Thanks, many times the box is to big for the band saw and that's when the router gets the job done easy and safe unlike the tale saw.. 

I use the Saw Arbor from Grizzly that fits right in the router and a small blade that you can get just about anywhere..I also use the Slitting saw blades for some slotting jobs, that need a deep slots and will not break off like router bits..
The smaller set is used for barb hinges install ..and the thin saw blades from Grizzly also and from Amazon...Dremel blades..

G1438 Slitting Saw Arbor
H5622 Slitting Saw Arbor Set

http://www.rockler.com/search_results.cfm?srch=usr&filter=barb+hinges&submit.x=12&submit.y=6

http://www.rockler.com/tech/RTD10000246AA.pdf
==========



Itbeme said:


> Hi
> 
> Bobj3 in the 4th pic you have a small blade for cutting the tops off the boxes. how have you set it up so it fits in the router, that is a really neat idea.
> 
> Dai


----------



## Titus A Duxass (Jan 6, 2010)

Bob,
I like that slitting saw set up.
I've often thought about the cutting box tops.
I'll have to see if I can source something similar over here in Europe.


----------



## Itbeme (Dec 21, 2010)

Thankyou Bobj3 just found a site over here in the uk for them. Here you go Titus. 
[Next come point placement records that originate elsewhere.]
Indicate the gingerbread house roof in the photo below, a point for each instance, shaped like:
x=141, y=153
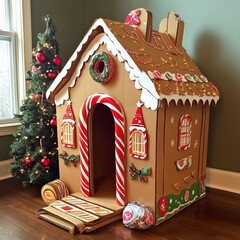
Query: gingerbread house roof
x=160, y=66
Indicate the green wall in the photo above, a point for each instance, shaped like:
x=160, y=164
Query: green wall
x=211, y=37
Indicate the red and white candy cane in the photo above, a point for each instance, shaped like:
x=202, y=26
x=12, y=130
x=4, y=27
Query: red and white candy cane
x=118, y=116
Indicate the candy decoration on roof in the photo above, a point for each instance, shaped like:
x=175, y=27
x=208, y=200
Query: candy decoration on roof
x=68, y=128
x=138, y=135
x=133, y=18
W W W .chronos.ltd.uk/acatalog/Set_of_Three_Mini__Imperial_Slitting_Saw_Arbors__11812.html

Price inc UK Mainland Carriage : £8.47
(£9.95 Including VAT (european union only) at 17.5%)

Dai


----------



## bobj3 (Jan 17, 2006)

Hi 

Sounds good,here's a good link to your side of the pond 

Chronos Ltd HSS Slitting Saws,Slotting Saws & Holders
======



Itbeme said:


> Thankyou Bobj3 just found a site over here in the uk for them. Here you go Titus.
> 
> W W W .chronos.ltd.uk/acatalog/Set_of_Three_Mini__Imperial_Slitting_Saw_Arbors__11812.html
> 
> ...


----------



## Itbeme (Dec 21, 2010)

Thanks again Bobj3, I am not allowed to post links untill i get 10 posts done i guess because of spammers. 

Dai


----------



## bobj3 (Jan 17, 2006)

Hi

Right on 

http://www.routerforums.com/jigs-fixtures/2482-deep-spline-slot-jigs.html
=====



Itbeme said:


> Thanks again Bobj3, I am not allowed to post links untill i get 10 posts done i guess because of spammers.
> 
> Dai


----------



## Titus A Duxass (Jan 6, 2010)

Cheers Guys.


----------



## Phil P (Jul 25, 2010)

istracpsboss said:


> Still trying to work out the R. Harris. Nothing to do with the Old Grey Whistle Test ?


Wasn't that *Bob*? :haha:



allthunbs said:


> English don't usually use an apostrophe in a name.


Well we do have some funny ones; I know a de'Ath as well as having gone to school with a Dieu de Bellefontaine and a de Coursey (although not a b'Stard)


----------



## Titus A Duxass (Jan 6, 2010)

Eventually I found the time to finish it.



















Just got to seal the mdf and build a sliding fence.

Then I can start on the next one for a friend who has asked me to build one for him.

Incidentally the new table cost about less than 50€ to build including the phenolic plate.


----------